Le scarni fonti storiche dell’epoca non ci illuminano purtroppo circa l’ubicazione di
questa sala che ipotizziamo dovesse essere abbastanza grande e atta ad accogliere i
sovrani, dal momento che essi erano abbastanza soliti spostarsi ad Aversa. In ogni
caso dovette essere un teatro di prestigio. Il maestro Scarlato Francisco che musicò
la commedia in questione era, infatti, Francesco Antonio Nicola Scarlatti (Palermo
1666 - Dublino 1741 ca.), fratello minore del celebre Alessandro e zio dell'altrettanto
famoso Domenico, il quale benché visse sempre all’ombra dei parenti più noti, fu un
abile musicista e ricevette parecchie nomine tra cui quella di maestro di cappella a
Palermo. Secondo alcuni musicologi a musicare tutte o alcune delle quindici arie non
dialettali della commedia (quelle cantate dai protagonisti romani, Claudia e Silvio)

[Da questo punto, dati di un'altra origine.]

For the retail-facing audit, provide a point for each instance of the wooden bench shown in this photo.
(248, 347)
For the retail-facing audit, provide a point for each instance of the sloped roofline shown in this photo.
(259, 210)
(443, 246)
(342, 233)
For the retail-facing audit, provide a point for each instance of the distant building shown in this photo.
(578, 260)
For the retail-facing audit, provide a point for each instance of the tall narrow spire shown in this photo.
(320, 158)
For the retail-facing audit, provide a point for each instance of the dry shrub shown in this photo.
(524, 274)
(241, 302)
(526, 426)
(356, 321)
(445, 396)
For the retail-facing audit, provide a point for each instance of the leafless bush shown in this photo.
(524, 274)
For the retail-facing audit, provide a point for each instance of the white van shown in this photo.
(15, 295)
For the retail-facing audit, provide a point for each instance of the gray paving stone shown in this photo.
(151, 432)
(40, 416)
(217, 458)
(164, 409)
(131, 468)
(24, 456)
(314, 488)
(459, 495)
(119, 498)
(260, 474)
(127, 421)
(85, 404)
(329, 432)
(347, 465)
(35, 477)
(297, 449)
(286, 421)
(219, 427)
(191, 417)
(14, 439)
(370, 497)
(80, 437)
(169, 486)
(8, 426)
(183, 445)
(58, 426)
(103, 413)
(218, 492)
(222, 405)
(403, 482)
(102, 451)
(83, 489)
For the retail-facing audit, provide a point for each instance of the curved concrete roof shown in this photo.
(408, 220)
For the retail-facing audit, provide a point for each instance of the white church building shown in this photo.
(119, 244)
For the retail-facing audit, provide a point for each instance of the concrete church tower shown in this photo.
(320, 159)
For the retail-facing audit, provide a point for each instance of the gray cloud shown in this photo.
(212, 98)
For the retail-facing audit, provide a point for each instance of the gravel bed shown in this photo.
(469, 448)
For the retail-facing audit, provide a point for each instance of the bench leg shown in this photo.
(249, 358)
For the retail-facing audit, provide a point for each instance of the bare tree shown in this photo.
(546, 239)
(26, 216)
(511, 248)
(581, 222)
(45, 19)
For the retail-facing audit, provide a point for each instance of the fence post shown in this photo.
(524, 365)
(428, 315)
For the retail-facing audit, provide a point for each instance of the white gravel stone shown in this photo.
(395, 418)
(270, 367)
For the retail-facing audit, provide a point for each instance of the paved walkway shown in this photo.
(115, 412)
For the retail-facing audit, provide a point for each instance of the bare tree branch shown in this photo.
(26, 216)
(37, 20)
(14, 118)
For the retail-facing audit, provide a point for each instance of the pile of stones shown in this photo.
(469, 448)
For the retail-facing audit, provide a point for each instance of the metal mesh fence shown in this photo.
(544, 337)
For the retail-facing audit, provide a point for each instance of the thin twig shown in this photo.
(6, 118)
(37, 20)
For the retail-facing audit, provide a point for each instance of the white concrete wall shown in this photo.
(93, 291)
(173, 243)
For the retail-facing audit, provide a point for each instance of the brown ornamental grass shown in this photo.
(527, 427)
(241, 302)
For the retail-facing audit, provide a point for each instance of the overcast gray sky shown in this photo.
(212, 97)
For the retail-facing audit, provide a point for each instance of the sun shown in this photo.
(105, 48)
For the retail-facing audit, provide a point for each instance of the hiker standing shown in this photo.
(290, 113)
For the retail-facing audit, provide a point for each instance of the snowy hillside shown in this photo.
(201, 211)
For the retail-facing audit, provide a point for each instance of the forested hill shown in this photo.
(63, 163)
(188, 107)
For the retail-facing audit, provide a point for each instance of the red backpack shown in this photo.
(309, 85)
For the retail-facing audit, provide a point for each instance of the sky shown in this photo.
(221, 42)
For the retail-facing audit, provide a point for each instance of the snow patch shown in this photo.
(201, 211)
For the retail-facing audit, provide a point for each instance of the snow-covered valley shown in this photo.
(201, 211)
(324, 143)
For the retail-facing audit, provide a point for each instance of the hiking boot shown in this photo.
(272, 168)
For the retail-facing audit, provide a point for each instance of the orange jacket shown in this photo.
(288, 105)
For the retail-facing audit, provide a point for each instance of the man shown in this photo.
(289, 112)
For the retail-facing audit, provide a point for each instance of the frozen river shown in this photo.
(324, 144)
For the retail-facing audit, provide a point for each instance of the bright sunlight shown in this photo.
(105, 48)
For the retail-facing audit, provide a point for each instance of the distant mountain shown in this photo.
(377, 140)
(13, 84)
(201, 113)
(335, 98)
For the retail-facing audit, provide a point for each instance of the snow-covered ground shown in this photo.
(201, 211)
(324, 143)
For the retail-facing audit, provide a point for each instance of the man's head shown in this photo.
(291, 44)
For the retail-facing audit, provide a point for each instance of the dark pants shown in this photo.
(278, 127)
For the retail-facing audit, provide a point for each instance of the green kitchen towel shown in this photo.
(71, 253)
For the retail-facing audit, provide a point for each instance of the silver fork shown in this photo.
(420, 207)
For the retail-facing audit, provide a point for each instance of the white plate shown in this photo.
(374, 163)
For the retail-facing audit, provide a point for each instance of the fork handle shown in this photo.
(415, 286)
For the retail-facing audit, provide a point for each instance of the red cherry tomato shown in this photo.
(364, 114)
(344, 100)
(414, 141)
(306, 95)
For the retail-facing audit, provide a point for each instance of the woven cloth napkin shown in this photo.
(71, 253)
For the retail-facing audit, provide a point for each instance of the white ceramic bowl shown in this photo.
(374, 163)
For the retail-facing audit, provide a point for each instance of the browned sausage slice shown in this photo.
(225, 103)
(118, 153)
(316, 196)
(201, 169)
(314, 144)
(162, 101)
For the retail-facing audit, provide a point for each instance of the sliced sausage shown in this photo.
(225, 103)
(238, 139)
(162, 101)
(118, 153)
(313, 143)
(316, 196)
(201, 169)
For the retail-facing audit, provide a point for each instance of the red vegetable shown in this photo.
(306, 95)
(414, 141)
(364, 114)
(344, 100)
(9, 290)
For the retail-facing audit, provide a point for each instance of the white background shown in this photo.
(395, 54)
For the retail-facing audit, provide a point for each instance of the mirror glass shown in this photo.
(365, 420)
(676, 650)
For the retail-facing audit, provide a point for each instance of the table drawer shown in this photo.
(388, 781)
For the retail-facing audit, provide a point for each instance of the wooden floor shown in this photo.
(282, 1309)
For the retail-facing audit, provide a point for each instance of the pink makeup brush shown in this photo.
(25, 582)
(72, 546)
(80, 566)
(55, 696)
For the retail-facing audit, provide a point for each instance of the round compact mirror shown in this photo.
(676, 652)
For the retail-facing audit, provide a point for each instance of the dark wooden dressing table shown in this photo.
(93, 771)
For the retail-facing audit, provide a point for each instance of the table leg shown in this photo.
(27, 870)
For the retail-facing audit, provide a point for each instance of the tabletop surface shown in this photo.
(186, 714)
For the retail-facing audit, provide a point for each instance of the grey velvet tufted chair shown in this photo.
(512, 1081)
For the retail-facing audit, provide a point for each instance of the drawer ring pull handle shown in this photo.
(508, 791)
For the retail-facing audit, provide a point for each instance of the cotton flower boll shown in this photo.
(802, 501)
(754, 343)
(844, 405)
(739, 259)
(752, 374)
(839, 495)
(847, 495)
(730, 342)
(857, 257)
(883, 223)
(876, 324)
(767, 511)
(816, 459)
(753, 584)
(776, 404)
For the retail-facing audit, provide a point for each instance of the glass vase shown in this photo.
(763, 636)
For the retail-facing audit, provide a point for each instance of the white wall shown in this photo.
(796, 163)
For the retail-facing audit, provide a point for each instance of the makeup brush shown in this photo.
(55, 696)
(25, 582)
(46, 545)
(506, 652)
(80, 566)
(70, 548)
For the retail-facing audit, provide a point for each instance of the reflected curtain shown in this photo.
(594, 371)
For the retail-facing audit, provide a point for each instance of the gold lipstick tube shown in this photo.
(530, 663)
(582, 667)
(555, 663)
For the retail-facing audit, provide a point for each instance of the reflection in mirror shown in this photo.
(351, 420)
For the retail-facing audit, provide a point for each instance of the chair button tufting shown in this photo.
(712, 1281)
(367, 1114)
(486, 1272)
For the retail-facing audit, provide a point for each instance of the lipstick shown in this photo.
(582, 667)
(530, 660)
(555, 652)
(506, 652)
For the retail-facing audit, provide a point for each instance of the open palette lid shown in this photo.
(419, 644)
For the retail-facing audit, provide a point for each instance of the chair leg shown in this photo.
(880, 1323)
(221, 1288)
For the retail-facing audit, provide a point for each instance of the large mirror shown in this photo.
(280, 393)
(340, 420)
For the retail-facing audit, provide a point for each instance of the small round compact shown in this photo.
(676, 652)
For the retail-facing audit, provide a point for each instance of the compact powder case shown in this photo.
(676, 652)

concorse lo stesso Alessandro. Di certo due arie risultano trasportate di peso dagli
Inganni Felici di quest’ultimo:una è l’aria Bramo pace e non m’ascolta di Alceste
(atto III, scena 1) messa in bocca a Claudia con qualche variante nel Petracchio (atto
III, scena 8); l’altra è un duetto tra Armidoro e Agarista (atto II, scena 2) mantenuto
integralmente da Silvio. Relativamente a questa commedia un’altra annotazione
interessante riguarda il debutto in palcoscenico, nelle vesti dell’anziana Popa, del
tenore Simone de Falco il più grande attore – cantante dell’opera buffa napoletana del
Settecento, beniamino incontrastato del pubblico del Teatro dei Fiorentini di Napoli,
specializzato in ruoli di «vecchia trammèra» (donna furba e ingannatrice).
Ad Aversa la commedia buffa dovette godere una buona fortuna se è vero che più
tardi, nel 1732, un altro libretto registra l’esecuzione della commedia, musicata da un
non meglio conosciuto Peppe Ventura e dedicata al Governatore della città, il conte
Francesco Antonio Volturale, Prizeta correvata. Commedja acconciata e fenuta da
Pietro Trinchera. Da rappresentarese a lo Teatro nuovo de la Cetà d’Aversa.
Addeddecata a lo illustrissimo segnore lo segnore Conte D. Franciesco Antonio
Volturale, Patrizio Reggetano, Covernatore de la stessa Cetà d’Averza, e tenemiente
suoje, (Napoli, Società di Storia Patria, Fondo Bartolommeo Capasso). Del resto non
va dimenticato che Aversa, alla pari di tutti o quasi tutti i paesi della zona circostante
rappresenta, sul piano storico, la continuazione dell’antica città di Atella, patria delle
famose fabulae satiriche.
Un terzo ed ultimo libretto noto relativo alla rappresentazione dell’opera L’inganno
amoroso, musicata da Pietro Gugliemi (Roma, Biblioteca Angelica), documenta che
il teatro era ancora attivo nel 1789. Dopo di che le fonti storiche tacciono. Riguardo il
tentativo di Parente sappiamo, invece, ahimè, come andarono a finire le cose.
Bisogna aspettare il 1889 perché Aversa, patria di Jommelli, Cimarosa e Andreozzi,
riabbia con un primo rudimentale teatro in legno, il Cimarosa (riedificato poi, nel
1924, in tufo e cemento), il suo teatro.